Charger Ink’s photography team captures Sabrina Kelly, winner of the writing contest. Kelly expresses her excitement about winning.

ChargerInk.’s writing contest ended October 28th. The winning submission was written by junior Sabrina Kelly, and is published below. The ChargerInk. staff would like to thank Sabrina Kelly as well as everyone else who submitted their writing to the contest for their hard work and creativity!

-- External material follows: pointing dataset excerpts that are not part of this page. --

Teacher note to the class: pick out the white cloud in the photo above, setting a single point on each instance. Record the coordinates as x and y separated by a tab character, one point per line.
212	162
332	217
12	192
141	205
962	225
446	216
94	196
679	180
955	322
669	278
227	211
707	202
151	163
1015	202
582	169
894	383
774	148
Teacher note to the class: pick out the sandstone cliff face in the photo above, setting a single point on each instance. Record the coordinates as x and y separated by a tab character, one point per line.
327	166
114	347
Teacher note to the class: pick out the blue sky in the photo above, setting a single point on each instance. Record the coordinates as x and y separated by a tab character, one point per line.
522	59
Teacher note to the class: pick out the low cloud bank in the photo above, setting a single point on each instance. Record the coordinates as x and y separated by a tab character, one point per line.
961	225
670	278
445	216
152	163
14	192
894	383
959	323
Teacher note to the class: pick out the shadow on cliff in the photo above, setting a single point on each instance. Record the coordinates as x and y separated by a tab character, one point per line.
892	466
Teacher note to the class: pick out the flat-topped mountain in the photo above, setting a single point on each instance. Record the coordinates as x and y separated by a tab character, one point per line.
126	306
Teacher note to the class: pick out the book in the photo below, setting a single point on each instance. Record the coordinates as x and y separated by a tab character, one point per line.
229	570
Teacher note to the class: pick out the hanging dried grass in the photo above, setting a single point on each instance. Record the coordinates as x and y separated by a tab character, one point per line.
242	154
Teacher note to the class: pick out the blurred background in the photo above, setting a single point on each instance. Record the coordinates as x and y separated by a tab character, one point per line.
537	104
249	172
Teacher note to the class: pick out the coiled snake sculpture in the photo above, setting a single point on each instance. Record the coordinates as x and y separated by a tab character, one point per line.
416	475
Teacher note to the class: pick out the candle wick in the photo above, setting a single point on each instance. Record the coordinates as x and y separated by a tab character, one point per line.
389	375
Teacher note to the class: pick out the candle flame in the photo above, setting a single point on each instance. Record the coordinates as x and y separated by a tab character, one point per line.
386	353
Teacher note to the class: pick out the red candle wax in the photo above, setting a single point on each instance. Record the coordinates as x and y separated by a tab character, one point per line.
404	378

Read Sabrina’s work below:


The sun beats down on my shoulders as I walk along the cracked sidewalk. Old houses crowd the sides of the street, windows flashing in the harsh daylight. All is quiet; their residents are either off working or sheltering from the heat.
I head toward the last house on the road and stride across the driveway. It’s in even worse shape than its counterparts: ivy creeps up the dirty brick walls, and the lawn is tangled and overgrown. The door is warped and never seems to shut properly. I would know. I’ve struggled with it and all the other broken things in there more times than I can count.
I stop at the edge of the worn welcome mat and wait. My right hand jerks forward, then stops. I wait there, frozen, my fingers brushing the empty air. Ever so slowly, I inch closer and rest my palm against the dry wood. I remember walking up to this door so many times, eager to crash after a long day at school. Years have passed since then.
Breaths. Deep breaths. I bite my lip, hard, and knock. Once, twice, three times. The hollow thumps vibrate through my very bones.
I wait, twisted my hands together, as a few muffled footsteps come from within the house. Finally, the door swings open to reveal a tired old woman with gray hair and dark brown eyes. Her gaze travels from my face to my boots, and her mouth drops open.
Words rise up in my throat and tangle together, choking me. “Hi, Mom.”
My mother shakily presses a hand to her heart. To my astonishment, a smile touches her lips “John.”
“Mom.” I hastily reach up and wipe a tear from my eye. This is the hardest thing I’ve ever had to do. “Mom, I’m sorry.”